Former Finance Minister in the Kufuor administration, Yaw Osafo Maafo has argued that the ruling National Democratic Congress (NDC) government did not show discipline in the management of the economy.
The situation, he noted, has forced the government to seek an IMF bailout.
Government over the weekend announced the decision to opt for an IMF bailout in order to save the ailing economy from sinking further.
The decision to turn back to the IMF and other development partners was one of the major resolutions reached after President John Mahama met the Presidential Advisory Committee on the Economy at Peduase last week.
But Mr. Maafo was quick to point out that the “IMF bailout will not come immediately.
The IMF is going to impose certain conditionalities or ask us to follow certain disciplinary actions. Money can’t come immediately so I am not expecting any money to come from IMF until 2015.”

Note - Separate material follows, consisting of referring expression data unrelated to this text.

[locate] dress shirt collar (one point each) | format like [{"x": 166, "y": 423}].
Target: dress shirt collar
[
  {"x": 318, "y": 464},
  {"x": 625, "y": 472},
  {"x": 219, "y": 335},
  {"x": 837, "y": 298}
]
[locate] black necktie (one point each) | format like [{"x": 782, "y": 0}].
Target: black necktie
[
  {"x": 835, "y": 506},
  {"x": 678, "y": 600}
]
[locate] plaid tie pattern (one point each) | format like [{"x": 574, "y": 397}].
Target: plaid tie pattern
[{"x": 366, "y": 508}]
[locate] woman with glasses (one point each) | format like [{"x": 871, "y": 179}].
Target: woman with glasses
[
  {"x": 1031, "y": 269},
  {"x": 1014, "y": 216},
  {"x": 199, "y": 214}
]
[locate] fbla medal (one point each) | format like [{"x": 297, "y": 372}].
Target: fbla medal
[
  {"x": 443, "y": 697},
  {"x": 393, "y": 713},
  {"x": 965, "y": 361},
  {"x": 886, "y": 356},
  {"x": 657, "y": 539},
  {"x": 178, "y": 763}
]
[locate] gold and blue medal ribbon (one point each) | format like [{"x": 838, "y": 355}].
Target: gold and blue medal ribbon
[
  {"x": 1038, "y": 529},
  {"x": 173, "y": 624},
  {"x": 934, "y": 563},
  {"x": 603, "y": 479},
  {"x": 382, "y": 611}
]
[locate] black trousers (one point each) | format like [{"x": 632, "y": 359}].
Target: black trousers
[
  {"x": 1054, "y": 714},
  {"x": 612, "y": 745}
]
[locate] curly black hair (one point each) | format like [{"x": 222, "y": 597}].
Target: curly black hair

Speaking to Joy News Monday, the former Finance Minister explained that in terms of management of an economy, the IMF gave disciplinary code to follow. “There is no doubt our economy has not been managed properly within the last two years,” he said.
He said the IMF has been through various methodologies since the 1970s. “We had the structural; we have various reform policies then they introduced the HIPC in 1996.”
He emphasized that even though the IMF bailout would help stabilize the cedi, it would take some time, maintaining that the cedi would continue to decline from now to the rest of the year.
He quizzed: “How do you go from a growth of 8.4 per cent in 2008 when you had no oil; jumped to 14 per cent in 2011 when you introduced oil and decline to about 6 today.”
“We must be ashamed of our management skills,” he stated. In terms of management of an economy, the IMF gives disciplinary code to follow. There is no doubt “our economy has not been managed properly within the last two years.”
Meanwhile, he indicated there was another advantage to the bailout. “Once people know – our creditors; our bankers and our business partners know that we have a programme with the IMF, there is an improved confidence in us and that would improve the country’s chances of getting a good rate for the Eurobond to be floated,” he explained.
Mr. Maafo continued that the currency depreciation had gone up about 30 per cent from the beginning of this year.
The country’s net international reserve, Mr. Maafo mentioned went as high as about 4.4 billion and it declined to 900 million, only in its two weeks of reserve. “You can’t tell me that it is correct,” he said.
He foresaw the IMF adding more specific conditions to the bailout. “The IMF has a general theory; they have no objection to subsidy but you should be able to afford subsidy,” he noted.
“If your domestic and international debt has increased from 9 billion in 2008 to about 24 billion by the end of 2013, the question is, can you afford subsidies at all. The answer is No.”
Head of the International Monetary Fund, Christine Lagarde said the IMF did not do structural adjustment anymore. “You have to realize that we have changed the way in which we offer our financial support. It’s really on the basis of a partnership.”
In partnership, she admitted, there were always a bit of hardship to go with it because if the fund was called upon to help, “it is that the country feels that it cannot decide certain things on its own, it needs back up support financing to make sure it has access to enough funding to finance itself. So it’s a new phase,” she outlined.